Viva Yoga Mauladi, Wakil Ketua Komisi IV DPR RI, menyatakan, jika data produksi belum diyakini akurasinya, penentuan besarnya kuota impor justru berpotensi pada ketidakpastian ketersediaan jumlah pasokan. utamanya ketersediaan jagung untuk pakan ternak yang jumlahnya cukup besar.

“Selain karena akurasi data, belum jelasnya kelembagaan Bulog akan menimbulkan masalah baru. Pemberian hak monopoli pada Bulog yang belum jelas ini bisa berpotensi menimbulkan moral hazard dan harga yang tidak kompetitif.

Dengan adanya impor melalui Bulog, dikhawatirkan rantai pasok akan semakin panjang, sehingga harga pakan akan terus meningkat dan berdampak pada harga daging.
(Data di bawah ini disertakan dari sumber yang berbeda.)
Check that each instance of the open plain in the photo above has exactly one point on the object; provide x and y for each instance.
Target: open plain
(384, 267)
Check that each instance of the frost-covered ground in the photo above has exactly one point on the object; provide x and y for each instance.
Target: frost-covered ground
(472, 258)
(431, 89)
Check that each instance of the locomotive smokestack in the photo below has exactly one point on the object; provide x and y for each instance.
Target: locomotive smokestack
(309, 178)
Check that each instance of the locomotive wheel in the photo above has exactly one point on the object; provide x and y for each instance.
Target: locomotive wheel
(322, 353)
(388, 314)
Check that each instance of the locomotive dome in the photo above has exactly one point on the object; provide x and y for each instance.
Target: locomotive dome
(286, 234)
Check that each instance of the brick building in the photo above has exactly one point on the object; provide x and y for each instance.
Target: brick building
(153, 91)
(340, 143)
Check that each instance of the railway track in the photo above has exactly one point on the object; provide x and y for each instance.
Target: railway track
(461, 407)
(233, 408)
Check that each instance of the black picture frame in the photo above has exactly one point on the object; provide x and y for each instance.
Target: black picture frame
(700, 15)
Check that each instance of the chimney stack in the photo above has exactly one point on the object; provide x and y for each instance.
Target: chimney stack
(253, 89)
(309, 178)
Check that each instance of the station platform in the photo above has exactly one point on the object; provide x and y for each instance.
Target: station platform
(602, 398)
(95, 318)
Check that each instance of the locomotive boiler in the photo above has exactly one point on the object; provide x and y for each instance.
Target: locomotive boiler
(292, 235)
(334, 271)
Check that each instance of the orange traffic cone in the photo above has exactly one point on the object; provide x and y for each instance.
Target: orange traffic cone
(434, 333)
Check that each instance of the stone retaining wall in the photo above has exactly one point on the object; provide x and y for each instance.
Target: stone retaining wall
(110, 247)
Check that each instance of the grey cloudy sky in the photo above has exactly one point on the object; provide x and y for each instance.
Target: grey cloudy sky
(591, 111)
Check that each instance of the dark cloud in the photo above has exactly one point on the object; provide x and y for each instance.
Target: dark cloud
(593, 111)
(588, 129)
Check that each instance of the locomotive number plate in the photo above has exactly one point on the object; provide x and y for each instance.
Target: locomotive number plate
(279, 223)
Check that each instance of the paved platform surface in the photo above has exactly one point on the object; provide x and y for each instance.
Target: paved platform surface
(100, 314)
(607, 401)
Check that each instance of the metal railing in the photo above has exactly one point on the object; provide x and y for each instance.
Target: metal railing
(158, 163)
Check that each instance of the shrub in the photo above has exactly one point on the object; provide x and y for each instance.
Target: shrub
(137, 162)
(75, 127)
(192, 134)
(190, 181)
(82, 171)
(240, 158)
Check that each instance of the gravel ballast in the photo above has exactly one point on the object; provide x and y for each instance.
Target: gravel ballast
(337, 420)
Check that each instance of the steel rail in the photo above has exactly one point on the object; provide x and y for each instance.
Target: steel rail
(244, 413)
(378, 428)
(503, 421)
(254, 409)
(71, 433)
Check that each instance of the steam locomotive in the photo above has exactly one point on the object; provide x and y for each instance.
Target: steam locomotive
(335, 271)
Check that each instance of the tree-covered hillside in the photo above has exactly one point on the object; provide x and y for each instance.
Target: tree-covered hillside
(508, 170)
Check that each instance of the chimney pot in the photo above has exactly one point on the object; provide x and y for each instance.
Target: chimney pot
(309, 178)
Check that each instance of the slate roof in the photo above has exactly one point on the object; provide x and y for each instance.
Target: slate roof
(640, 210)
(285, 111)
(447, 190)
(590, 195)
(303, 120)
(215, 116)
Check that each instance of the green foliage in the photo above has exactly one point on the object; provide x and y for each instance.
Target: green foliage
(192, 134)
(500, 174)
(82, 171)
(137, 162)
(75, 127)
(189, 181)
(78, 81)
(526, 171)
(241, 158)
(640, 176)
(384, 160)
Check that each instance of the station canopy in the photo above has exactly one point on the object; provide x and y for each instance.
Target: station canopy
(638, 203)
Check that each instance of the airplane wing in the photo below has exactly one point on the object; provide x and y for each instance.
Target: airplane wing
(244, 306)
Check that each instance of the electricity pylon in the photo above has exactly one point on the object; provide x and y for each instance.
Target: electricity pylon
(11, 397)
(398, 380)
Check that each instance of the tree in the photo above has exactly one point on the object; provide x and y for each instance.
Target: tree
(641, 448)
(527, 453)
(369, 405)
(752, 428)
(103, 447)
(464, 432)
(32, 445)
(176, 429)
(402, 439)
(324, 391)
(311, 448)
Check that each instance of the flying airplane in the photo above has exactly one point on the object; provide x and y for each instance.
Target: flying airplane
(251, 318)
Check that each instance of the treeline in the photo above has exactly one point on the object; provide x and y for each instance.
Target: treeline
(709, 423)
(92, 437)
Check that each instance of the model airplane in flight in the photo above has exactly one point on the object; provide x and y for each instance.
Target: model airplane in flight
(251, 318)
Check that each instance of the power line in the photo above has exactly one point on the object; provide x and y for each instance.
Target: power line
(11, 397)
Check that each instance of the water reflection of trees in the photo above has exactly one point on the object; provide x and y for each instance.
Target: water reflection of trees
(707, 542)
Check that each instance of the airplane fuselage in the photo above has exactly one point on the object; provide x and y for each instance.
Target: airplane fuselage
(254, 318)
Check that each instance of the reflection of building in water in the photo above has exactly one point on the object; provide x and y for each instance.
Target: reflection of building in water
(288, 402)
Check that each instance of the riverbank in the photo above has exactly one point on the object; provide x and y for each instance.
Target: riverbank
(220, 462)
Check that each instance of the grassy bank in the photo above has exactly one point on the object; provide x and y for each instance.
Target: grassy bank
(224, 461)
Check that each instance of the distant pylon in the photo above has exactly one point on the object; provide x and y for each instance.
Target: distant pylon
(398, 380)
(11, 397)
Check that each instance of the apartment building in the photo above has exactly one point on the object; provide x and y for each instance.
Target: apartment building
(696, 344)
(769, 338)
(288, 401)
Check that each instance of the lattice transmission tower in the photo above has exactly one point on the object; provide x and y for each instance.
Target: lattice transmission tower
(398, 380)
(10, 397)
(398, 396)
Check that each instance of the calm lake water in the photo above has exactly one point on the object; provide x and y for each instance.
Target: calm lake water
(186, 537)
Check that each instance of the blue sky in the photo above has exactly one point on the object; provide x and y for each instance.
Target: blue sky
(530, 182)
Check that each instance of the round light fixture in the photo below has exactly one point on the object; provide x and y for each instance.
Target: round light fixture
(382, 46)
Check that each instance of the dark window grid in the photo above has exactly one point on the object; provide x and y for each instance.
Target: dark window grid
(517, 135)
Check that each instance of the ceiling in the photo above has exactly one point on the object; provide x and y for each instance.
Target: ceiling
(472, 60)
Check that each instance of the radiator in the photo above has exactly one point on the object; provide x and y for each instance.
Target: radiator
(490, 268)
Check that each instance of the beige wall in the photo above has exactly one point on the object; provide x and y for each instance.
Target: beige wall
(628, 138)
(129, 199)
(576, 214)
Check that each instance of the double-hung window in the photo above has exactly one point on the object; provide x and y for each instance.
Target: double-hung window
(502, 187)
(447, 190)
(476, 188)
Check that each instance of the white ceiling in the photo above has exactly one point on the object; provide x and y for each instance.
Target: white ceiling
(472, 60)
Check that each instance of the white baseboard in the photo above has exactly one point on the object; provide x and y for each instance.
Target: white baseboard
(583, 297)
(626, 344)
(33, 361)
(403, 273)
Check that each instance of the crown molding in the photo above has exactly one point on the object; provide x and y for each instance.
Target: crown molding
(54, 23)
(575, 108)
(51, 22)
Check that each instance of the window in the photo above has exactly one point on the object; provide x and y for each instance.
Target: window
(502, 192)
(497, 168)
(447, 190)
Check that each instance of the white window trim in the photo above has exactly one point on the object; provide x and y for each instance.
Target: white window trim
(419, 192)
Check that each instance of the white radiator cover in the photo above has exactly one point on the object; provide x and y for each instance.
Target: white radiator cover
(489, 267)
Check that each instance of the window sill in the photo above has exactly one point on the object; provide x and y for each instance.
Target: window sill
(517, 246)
Jika begini, yang dirugikan adalah masyarakat sebagai konsumen terakhir.

Berkaitan dengan kebijakan mengenai impor jagung dan kedelai, Enny Sri Hartati, Direktur INDEF menyatakan pemerintah perlu melakukan pertimbangan secara rasional dan terukur. Ia juga menghimbau agar pemerintah tidak terlalu terlena pada ambisi semu dengan peningkatan produksi domestik secara fantastis.

Menurutnya, swasembada jagung dan kedelai memang menjadi solusi pamungkas dalam jangka panjang, namun banyak syarat yang mesti dipenuhi pemerintah antara lain adanya kebijakan insentif yang signifikan bagi peningkatan produktivitas. Mulai dari ketersediaan benih unggul, pupuk yang tepat, penanganan hama penyakit, dan stabilitas harga beli di tingkat petani.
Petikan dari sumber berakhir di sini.